La BCE promet de continuer à augmenter ses taux d’intérêt pour lutter contre l’inflation. L’institution de Francfort prédit que la hausse des prix va rester au-dessus de son objectif de 2 % pendant trois ans et que la croissance en 2023 dans la zone euro ne sera que de 0,5 %. Analyse de Patrick Barbe, Head of European Investment Grade Fixed Income chez Neuberger Berman.
Comment pensez-vous que les investisseurs et les marchés vont réagir à la hausse du taux directeur de la BCE ?
La décision de la BCE de relever de 50 points de base son taux directeur était attendue. En fait, la surprise « hawkish » est venue de l’annonce de Mme Lagarde qui a indiqué qu’il faudrait s’attendre à une période de hausses régulières à l’avenir. Elle a expliqué que la BCE devrait en faire plus que la Fed, ce qui signifie que le taux directeur de la BCE pourrait potentiellement atteindre au moins 3%. Cette annonce devrait impacter tous les types d’obligations en euros à la baisse.
Que signifient les décisions prises par la BCE aujourd’hui pour l’inflation de la zone euro en 2023 ?
La décision et l’intention de la BCE de continuer à relever les taux devraient entraîner une baisse de l’activité et de la demande en euros, de sorte que nous pouvons nous attendre à ce que la croissance de l’euro en 2023 soit inférieure aux prévisions actuelles de la BCE, estimées à + 0,5 %. Cela devrait impliquer une inflation domestique plus faible, comme dans le secteur des services. Ainsi, nous nous attendons à ce que l’inflation de base, un objectif clé de la politique monétaire de la BCE, soit inférieure aux prévisions de la BCE (4,2%) pour l’année prochaine.
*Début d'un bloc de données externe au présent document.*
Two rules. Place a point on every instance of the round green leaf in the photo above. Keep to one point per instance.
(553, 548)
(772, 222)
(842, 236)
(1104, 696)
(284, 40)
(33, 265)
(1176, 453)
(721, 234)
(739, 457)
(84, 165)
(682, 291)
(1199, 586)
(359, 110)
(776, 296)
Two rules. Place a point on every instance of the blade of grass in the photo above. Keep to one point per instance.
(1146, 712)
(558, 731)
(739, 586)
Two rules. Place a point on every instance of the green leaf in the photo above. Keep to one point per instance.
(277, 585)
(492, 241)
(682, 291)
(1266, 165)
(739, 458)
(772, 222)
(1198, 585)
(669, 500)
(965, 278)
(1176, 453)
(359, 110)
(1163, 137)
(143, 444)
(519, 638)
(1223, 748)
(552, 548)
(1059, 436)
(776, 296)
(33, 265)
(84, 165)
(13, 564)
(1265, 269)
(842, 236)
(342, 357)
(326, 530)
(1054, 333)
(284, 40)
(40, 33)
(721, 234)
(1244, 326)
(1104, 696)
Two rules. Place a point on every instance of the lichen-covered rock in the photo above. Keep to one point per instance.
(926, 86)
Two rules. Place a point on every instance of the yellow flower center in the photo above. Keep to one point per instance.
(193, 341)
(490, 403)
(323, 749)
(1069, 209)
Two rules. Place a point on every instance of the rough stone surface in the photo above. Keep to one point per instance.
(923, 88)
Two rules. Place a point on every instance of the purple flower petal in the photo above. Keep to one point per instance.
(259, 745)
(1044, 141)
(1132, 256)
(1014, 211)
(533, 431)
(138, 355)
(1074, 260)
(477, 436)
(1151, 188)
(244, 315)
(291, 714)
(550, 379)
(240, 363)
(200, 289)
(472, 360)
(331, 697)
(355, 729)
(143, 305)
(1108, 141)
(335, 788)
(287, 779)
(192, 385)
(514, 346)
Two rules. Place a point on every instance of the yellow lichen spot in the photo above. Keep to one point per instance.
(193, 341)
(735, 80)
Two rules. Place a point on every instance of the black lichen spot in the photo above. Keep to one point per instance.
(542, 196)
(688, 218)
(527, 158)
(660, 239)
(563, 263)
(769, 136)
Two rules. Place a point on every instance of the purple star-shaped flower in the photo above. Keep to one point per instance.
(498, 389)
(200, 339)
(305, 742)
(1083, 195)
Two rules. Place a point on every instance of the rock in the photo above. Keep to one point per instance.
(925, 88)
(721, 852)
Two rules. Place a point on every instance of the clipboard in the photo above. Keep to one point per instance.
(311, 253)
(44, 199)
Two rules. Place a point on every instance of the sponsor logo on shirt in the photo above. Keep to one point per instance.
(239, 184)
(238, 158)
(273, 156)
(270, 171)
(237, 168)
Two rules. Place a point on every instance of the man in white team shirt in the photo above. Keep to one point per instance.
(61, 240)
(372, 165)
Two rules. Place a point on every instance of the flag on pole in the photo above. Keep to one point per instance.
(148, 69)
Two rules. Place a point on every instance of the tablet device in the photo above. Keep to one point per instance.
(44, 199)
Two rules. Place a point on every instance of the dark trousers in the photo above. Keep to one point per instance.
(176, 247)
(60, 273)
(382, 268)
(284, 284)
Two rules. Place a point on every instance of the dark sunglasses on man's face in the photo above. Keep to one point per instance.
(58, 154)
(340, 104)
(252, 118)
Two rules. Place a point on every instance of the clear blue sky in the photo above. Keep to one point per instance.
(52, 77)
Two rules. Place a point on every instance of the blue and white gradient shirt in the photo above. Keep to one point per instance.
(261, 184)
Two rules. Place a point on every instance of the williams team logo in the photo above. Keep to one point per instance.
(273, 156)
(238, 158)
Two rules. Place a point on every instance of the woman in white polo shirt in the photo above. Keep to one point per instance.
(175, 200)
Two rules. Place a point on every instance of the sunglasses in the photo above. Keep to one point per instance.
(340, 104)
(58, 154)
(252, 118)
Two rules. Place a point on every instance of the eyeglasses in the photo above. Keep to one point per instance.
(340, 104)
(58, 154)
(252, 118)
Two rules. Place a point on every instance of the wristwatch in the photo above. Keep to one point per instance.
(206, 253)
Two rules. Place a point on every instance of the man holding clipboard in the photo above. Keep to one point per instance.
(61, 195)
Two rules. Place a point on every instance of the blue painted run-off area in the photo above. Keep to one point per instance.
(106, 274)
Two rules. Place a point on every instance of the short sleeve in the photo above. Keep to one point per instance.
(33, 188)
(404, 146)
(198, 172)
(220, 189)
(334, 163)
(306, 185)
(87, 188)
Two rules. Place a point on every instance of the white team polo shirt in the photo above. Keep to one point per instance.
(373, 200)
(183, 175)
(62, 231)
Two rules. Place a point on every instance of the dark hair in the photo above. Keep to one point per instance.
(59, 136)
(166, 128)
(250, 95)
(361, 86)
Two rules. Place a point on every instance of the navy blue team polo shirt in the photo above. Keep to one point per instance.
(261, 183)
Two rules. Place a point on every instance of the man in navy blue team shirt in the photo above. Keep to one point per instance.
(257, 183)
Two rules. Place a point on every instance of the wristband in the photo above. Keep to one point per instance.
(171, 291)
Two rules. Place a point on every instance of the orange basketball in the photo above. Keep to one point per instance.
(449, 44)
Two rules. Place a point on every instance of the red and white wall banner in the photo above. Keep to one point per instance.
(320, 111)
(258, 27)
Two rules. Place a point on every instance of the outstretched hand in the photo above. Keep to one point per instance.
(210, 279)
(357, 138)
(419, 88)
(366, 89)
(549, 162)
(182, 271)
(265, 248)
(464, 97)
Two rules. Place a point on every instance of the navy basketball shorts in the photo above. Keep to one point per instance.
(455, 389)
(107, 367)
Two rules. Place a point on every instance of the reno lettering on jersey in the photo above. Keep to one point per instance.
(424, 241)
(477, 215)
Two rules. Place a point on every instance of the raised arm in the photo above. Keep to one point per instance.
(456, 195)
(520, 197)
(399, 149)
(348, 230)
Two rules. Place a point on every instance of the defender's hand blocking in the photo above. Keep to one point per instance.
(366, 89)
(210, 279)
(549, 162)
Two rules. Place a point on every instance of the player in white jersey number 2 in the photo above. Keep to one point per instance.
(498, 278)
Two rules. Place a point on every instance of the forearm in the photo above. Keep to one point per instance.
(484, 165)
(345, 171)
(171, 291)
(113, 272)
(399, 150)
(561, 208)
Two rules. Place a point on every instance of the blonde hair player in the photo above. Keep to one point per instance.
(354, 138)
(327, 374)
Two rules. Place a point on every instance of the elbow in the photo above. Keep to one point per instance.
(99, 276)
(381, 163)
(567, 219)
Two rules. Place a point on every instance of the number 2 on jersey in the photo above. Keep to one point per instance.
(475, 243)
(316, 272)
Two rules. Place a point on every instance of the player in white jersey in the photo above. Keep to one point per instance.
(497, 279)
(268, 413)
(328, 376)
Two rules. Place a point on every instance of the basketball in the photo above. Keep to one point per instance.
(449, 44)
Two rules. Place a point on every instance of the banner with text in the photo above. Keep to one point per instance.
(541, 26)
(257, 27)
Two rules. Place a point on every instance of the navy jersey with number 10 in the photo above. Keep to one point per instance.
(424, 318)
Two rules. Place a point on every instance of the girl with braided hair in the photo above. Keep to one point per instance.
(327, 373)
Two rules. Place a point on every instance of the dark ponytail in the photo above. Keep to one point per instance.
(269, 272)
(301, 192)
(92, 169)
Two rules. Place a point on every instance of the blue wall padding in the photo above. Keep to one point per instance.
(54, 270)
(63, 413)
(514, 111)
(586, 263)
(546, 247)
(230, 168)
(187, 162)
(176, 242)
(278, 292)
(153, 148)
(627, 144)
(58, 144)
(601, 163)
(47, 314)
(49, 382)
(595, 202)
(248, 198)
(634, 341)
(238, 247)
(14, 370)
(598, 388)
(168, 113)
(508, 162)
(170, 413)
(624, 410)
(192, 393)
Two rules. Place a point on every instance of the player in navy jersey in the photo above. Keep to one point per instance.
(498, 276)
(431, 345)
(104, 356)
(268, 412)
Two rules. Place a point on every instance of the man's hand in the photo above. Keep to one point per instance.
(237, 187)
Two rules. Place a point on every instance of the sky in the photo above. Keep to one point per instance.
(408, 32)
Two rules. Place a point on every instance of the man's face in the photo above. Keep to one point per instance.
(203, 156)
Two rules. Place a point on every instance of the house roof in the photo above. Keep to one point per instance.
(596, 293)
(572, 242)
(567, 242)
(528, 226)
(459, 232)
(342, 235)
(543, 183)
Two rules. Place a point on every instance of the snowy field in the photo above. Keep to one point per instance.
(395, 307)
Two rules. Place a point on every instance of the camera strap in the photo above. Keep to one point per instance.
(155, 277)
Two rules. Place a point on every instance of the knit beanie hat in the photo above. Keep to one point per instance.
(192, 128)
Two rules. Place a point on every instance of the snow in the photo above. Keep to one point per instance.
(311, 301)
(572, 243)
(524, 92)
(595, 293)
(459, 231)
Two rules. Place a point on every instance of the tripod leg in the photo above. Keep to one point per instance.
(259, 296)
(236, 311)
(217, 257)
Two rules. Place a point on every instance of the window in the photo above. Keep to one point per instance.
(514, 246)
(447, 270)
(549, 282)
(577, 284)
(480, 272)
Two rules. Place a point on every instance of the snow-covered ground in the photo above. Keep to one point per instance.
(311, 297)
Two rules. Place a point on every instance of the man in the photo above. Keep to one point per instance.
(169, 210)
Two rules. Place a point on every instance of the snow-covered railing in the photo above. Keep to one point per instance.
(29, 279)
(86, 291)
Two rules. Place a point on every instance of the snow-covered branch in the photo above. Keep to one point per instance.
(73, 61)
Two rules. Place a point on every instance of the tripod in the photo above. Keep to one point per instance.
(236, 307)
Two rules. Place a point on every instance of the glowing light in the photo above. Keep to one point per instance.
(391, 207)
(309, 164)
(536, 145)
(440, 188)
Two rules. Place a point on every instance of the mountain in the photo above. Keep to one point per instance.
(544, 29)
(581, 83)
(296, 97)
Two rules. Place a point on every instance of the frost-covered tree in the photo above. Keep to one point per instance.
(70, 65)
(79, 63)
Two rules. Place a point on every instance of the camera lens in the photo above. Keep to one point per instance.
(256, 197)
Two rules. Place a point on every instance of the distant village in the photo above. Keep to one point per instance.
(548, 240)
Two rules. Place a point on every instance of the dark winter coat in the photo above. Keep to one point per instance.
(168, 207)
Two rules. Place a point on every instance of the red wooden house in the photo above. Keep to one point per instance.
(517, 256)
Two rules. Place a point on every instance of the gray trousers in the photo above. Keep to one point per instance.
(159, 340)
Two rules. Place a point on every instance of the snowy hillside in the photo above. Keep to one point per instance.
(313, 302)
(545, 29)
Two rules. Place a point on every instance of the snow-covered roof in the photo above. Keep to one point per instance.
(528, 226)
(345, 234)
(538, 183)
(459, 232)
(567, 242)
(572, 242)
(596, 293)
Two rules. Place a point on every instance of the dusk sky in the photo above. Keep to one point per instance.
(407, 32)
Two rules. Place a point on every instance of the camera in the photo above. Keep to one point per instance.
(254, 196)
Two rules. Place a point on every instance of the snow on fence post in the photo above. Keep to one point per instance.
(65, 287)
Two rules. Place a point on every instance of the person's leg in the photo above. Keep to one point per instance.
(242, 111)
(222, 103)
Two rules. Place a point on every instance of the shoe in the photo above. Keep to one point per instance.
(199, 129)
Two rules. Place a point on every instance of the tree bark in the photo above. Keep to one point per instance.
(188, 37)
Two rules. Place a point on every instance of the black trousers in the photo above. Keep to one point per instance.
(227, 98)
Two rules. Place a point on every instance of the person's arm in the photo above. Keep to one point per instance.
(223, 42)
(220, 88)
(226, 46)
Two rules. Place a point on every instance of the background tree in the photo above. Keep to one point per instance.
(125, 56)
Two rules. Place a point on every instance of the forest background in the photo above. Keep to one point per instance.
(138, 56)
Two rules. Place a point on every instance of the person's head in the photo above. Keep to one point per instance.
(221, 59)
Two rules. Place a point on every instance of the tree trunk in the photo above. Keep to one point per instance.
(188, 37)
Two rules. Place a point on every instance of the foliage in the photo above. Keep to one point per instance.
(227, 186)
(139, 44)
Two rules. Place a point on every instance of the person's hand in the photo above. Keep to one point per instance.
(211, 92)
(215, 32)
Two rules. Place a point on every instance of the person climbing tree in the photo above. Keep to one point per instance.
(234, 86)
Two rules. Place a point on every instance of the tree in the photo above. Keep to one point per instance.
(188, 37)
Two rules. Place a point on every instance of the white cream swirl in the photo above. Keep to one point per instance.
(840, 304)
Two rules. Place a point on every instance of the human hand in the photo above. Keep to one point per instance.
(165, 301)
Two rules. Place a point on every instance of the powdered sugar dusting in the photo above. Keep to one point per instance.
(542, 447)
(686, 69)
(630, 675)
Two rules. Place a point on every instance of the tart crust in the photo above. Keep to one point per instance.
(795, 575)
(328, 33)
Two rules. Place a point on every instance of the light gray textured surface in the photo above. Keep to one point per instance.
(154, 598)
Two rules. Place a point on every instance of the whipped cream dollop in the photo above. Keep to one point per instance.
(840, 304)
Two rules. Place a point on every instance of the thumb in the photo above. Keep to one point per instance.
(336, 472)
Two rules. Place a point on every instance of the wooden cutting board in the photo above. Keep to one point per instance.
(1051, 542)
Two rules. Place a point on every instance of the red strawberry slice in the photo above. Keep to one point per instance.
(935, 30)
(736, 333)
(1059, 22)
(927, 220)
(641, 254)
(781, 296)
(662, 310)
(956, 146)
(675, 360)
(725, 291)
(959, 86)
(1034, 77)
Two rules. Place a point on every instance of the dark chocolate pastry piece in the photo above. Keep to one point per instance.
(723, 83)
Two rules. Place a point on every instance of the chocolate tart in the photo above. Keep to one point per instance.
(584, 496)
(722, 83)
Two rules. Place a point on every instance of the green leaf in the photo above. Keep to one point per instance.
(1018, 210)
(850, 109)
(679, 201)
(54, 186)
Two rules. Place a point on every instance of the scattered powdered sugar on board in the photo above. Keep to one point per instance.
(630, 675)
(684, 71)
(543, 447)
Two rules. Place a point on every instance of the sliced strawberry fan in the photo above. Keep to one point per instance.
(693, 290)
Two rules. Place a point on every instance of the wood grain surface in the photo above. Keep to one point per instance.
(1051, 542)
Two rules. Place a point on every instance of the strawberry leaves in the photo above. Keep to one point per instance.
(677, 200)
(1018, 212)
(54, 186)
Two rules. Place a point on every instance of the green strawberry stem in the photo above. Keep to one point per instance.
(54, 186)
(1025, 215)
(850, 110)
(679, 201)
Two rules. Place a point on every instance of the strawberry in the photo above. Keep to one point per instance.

Comment ces mesures vont-elles affecter la stratégie d’investissement de Neuberger Berman à l’avenir ?
La récente chute des prix des matières premières a conduit les entreprises à devenir de moins en moins pessimistes, ce qui implique une croissance économique plus élevée au quatrième trimestre. La BCE a donc décidé d’ignorer le risque lié à l’activité et de se concentrer sur la lutte contre l’inflation. Nous devrions maintenir notre exposition prudente à la duration obligataire là où le rendement du Bund à 10 ans est inférieur à 2%. Cela confirme également notre surpondération du secteur financier.
Quelle décision vous semble la plus notable ? Laquelle vous paraît la plus marquante et pourquoi ?
La décision de réduire le portefeuille du programme d’achat d’actifs (APP) à partir de début mars 2023 est à noter. Cela signifie que la zone euro ne réinvestira pas un montant de 15 milliards d’euros par mois en moyenne, des paiements du principal des titres arrivant à échéance, et ce, jusqu’à la fin du deuxième trimestre 2023. Il s’agit d’un résultat important car le programme d’émission d’obligations d’État en euros va augmenter l’année prochaine, ce qui devrait peser sur les spreads des pays non « core », en particulier sur les échéances longues.